The Department of Recreation has decided that it must be more profitable, and it wants to sell advertising space along a popular jogging path at a local park. They have built a number of billboards (special signs for advertisements) along the path and have decided to sell advertising space on these billboards. Billboards are situated evenly along the jogging path, and they are given consecutive integer numbers corresponding to their order along the path. At most one advertisement can be placed on each billboard.
A particular client wishes to purchase advertising space on these billboards but needs guarantees that every jogger will see it's advertisement at least K times while running along the path. However, different joggers run along different parts of the path.

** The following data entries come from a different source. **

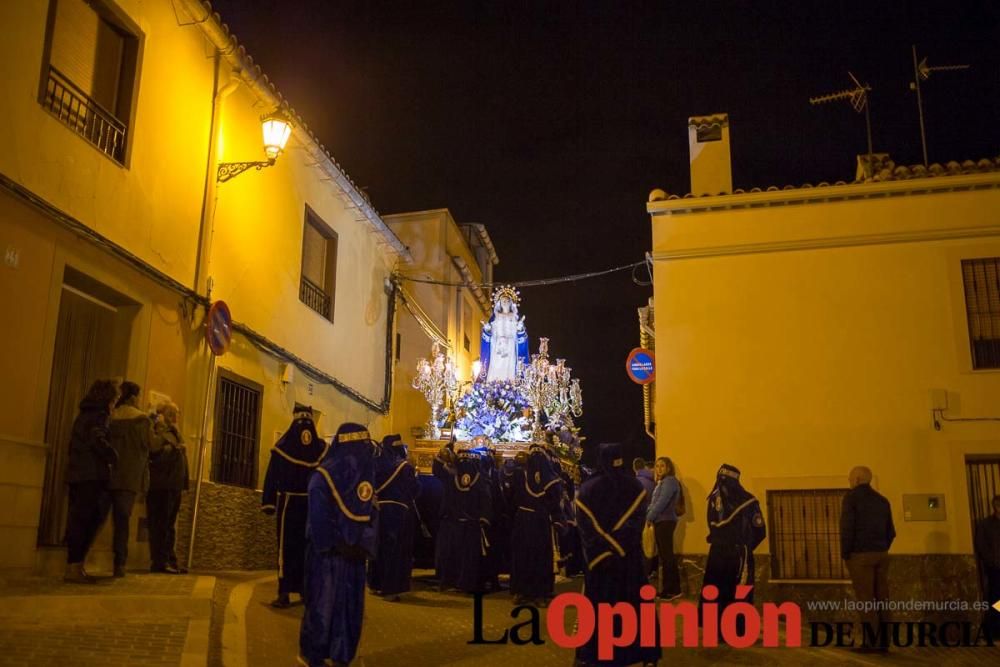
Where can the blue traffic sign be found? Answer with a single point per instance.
(641, 366)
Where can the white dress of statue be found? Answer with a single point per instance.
(503, 330)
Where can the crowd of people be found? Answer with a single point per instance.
(116, 453)
(347, 519)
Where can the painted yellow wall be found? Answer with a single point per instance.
(160, 336)
(151, 205)
(152, 208)
(798, 340)
(255, 267)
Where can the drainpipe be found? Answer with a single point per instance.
(202, 281)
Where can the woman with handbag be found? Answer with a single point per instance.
(662, 515)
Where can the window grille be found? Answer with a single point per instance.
(237, 432)
(804, 529)
(89, 77)
(319, 265)
(981, 278)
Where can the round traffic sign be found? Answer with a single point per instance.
(641, 366)
(219, 328)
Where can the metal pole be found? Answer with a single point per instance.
(202, 446)
(920, 103)
(868, 121)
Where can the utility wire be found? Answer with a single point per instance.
(528, 283)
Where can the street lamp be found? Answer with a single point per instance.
(277, 128)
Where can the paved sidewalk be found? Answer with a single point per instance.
(143, 619)
(432, 628)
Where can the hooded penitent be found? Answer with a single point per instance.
(735, 528)
(465, 514)
(611, 513)
(533, 494)
(342, 532)
(396, 489)
(293, 460)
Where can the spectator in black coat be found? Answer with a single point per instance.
(91, 459)
(866, 533)
(168, 479)
(131, 435)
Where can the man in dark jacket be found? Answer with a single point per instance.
(168, 479)
(91, 459)
(866, 533)
(988, 551)
(132, 438)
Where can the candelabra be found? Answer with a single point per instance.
(549, 388)
(436, 380)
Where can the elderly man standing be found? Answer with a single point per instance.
(866, 533)
(988, 551)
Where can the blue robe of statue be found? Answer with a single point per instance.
(611, 515)
(292, 463)
(486, 343)
(396, 489)
(342, 533)
(465, 515)
(533, 493)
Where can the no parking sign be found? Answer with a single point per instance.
(219, 328)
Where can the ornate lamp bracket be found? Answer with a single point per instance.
(229, 170)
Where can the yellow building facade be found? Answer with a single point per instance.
(117, 233)
(803, 331)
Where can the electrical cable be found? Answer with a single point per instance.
(939, 415)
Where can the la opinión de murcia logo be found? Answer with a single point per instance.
(740, 625)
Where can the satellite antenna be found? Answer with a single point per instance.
(858, 97)
(922, 72)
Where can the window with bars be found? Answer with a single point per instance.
(237, 431)
(981, 278)
(89, 78)
(319, 265)
(804, 528)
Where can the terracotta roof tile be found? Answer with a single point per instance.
(876, 168)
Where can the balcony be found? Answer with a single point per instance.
(314, 297)
(76, 110)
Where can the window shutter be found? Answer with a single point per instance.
(88, 51)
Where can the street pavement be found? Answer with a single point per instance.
(143, 619)
(164, 621)
(432, 628)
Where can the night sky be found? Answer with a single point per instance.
(550, 122)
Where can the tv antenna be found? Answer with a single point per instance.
(922, 72)
(858, 97)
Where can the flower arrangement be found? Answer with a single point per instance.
(493, 409)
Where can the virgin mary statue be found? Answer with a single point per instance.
(504, 340)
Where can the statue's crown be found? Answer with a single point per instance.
(506, 291)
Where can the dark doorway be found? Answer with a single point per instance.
(92, 342)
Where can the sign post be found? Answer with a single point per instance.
(218, 335)
(641, 366)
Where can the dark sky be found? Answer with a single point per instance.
(550, 122)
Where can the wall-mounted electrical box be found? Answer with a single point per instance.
(923, 507)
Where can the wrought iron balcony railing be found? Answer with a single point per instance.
(314, 297)
(64, 100)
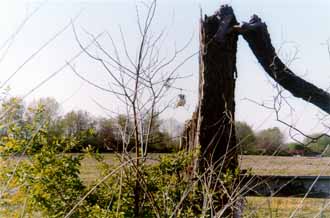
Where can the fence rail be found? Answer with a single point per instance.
(287, 186)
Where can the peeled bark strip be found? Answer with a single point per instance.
(216, 107)
(256, 34)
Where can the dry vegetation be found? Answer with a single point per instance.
(261, 165)
(297, 166)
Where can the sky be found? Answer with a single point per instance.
(298, 28)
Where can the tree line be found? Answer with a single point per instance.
(271, 141)
(102, 134)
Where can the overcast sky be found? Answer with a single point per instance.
(300, 26)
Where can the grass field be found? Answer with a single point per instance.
(261, 165)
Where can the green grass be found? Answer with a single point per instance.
(257, 207)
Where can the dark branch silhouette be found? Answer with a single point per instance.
(256, 34)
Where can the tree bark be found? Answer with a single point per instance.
(212, 125)
(216, 107)
(256, 34)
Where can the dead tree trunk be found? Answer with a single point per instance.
(216, 106)
(256, 34)
(212, 125)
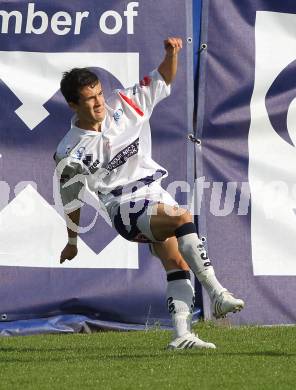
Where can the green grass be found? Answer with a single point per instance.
(246, 358)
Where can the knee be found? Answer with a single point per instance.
(183, 217)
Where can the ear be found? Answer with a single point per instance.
(73, 106)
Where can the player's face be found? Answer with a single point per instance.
(91, 105)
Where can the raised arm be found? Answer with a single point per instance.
(168, 67)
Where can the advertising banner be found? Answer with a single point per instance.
(122, 41)
(246, 123)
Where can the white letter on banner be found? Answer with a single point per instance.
(61, 19)
(5, 21)
(228, 201)
(271, 158)
(130, 13)
(79, 17)
(118, 22)
(30, 18)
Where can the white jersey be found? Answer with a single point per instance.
(118, 157)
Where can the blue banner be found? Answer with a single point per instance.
(111, 279)
(246, 124)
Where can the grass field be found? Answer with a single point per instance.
(246, 358)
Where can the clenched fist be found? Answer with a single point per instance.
(173, 45)
(68, 253)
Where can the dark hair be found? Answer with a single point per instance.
(74, 80)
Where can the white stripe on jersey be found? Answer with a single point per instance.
(120, 154)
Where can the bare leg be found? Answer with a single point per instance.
(168, 221)
(180, 295)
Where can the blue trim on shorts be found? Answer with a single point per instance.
(134, 234)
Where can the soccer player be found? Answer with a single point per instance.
(109, 147)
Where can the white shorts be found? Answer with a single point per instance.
(131, 218)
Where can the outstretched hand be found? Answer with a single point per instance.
(173, 45)
(68, 253)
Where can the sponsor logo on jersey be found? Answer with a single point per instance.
(119, 159)
(80, 152)
(145, 82)
(123, 155)
(118, 114)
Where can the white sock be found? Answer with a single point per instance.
(180, 301)
(194, 253)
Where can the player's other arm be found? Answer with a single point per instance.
(168, 67)
(70, 250)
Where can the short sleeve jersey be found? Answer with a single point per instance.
(119, 156)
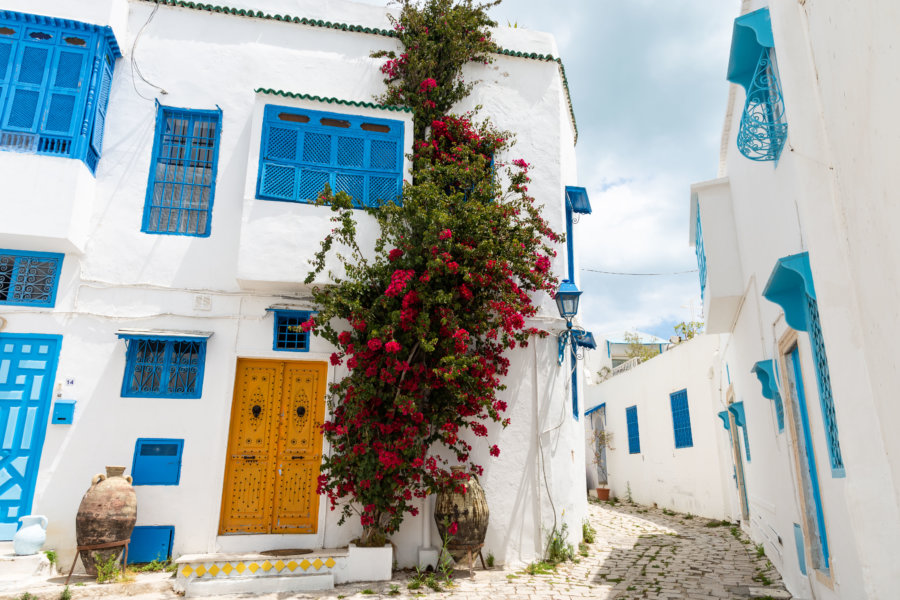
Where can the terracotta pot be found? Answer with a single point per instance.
(107, 514)
(469, 511)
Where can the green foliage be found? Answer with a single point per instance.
(686, 330)
(637, 349)
(588, 533)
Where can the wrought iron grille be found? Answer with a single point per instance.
(763, 129)
(29, 279)
(164, 368)
(183, 172)
(823, 381)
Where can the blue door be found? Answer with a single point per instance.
(27, 370)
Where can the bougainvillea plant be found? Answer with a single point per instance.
(424, 322)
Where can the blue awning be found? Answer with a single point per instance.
(752, 33)
(577, 200)
(789, 285)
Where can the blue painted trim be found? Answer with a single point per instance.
(752, 33)
(45, 256)
(40, 423)
(577, 199)
(192, 117)
(156, 470)
(131, 357)
(810, 453)
(634, 433)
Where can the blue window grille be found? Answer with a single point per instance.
(182, 172)
(763, 128)
(303, 150)
(288, 335)
(157, 461)
(681, 419)
(163, 367)
(701, 256)
(151, 542)
(29, 278)
(791, 287)
(55, 78)
(634, 436)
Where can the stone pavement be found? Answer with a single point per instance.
(638, 552)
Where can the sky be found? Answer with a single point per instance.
(647, 80)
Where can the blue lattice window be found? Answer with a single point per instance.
(763, 128)
(182, 172)
(163, 366)
(634, 435)
(681, 419)
(29, 278)
(55, 78)
(288, 335)
(303, 150)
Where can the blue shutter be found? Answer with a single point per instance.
(102, 101)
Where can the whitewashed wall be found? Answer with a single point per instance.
(115, 276)
(689, 480)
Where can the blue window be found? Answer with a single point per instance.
(634, 436)
(288, 335)
(681, 419)
(182, 172)
(303, 150)
(55, 77)
(150, 542)
(157, 461)
(163, 367)
(29, 278)
(763, 128)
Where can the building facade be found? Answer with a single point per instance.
(156, 227)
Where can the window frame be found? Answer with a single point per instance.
(193, 116)
(47, 256)
(131, 358)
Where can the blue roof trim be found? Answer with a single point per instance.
(725, 423)
(577, 199)
(790, 280)
(737, 409)
(752, 33)
(765, 372)
(595, 409)
(104, 30)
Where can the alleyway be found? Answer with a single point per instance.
(638, 552)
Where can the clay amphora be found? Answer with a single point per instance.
(107, 513)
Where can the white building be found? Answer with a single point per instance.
(799, 258)
(153, 238)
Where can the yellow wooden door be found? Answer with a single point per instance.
(274, 448)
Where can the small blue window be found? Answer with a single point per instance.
(157, 461)
(288, 335)
(55, 79)
(634, 436)
(163, 367)
(681, 419)
(29, 278)
(303, 150)
(151, 542)
(182, 172)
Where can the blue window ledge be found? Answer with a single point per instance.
(182, 181)
(763, 128)
(29, 278)
(55, 79)
(790, 286)
(164, 364)
(765, 372)
(303, 150)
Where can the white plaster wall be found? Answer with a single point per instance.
(126, 278)
(683, 479)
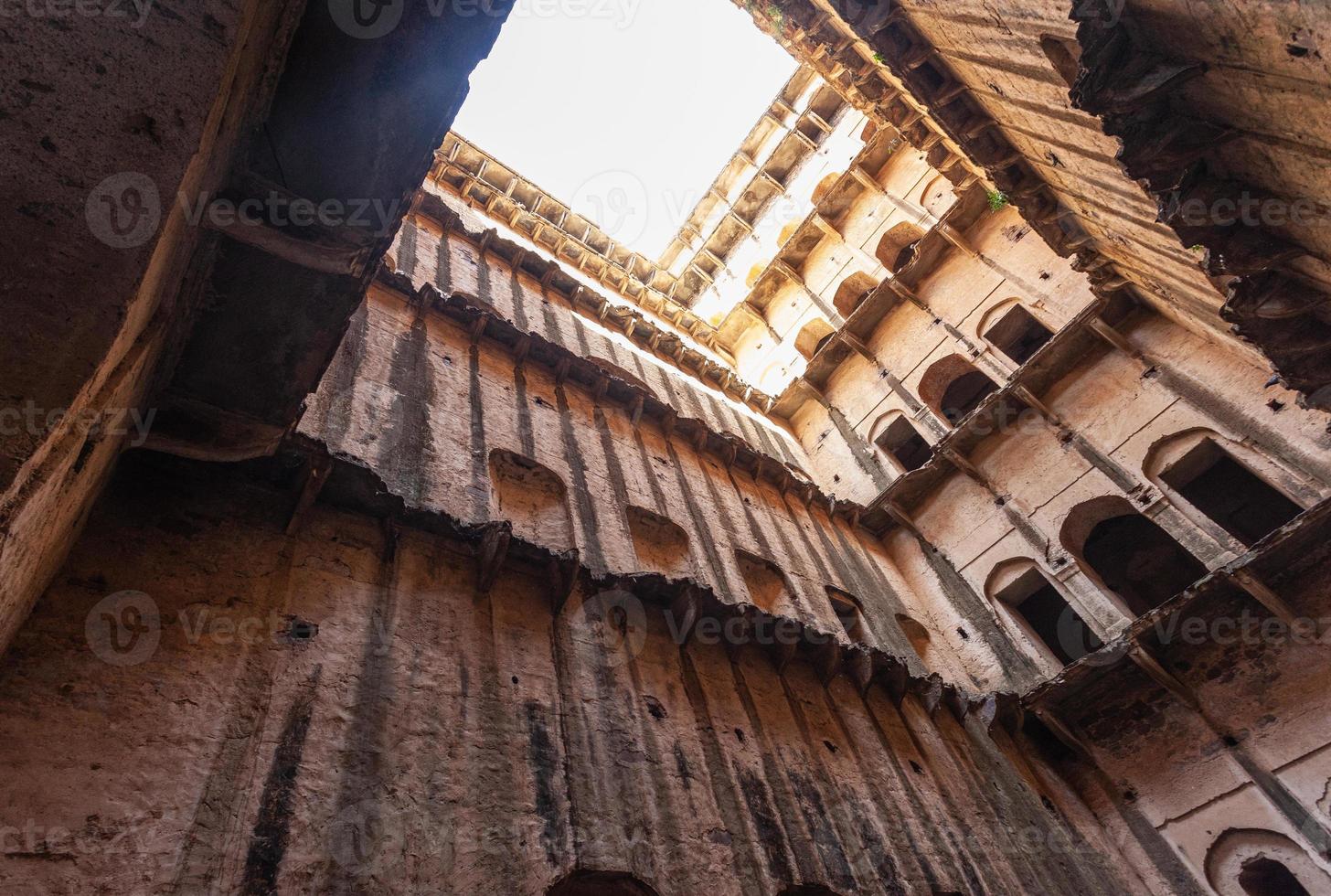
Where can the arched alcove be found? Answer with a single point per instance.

Interviews with joggers revealed that each of them has chosen a section of the path which he/she likes to run along every day. Since advertisers care only about billboards seen by joggers, each jogger's personal path can be identified by the sequence of billboards viewed during a run. Taking into account that billboards are numbered consecutively, it is sufficient to record the first and the last billboard numbers seen by each jogger.
Unfortunately, interviews with joggers also showed that some joggers don't run far enough to see K billboards. Some of them are in such bad shape that they get to see only one billboard (here, the first and last billboard numbers for their path will be identical). Since out-of-shape joggers won't get to see K billboards, the client requires that they see an advertisement on every billboard along their section of the path. Although this is not as good as them seeing K advertisements, this is the best that can be done and it's enough to satisfy the client.
In order to reduce advertising costs, the client hires you to figure out how to minimize the number of billboards they need to pay for and, at the same time, satisfy stated requirements.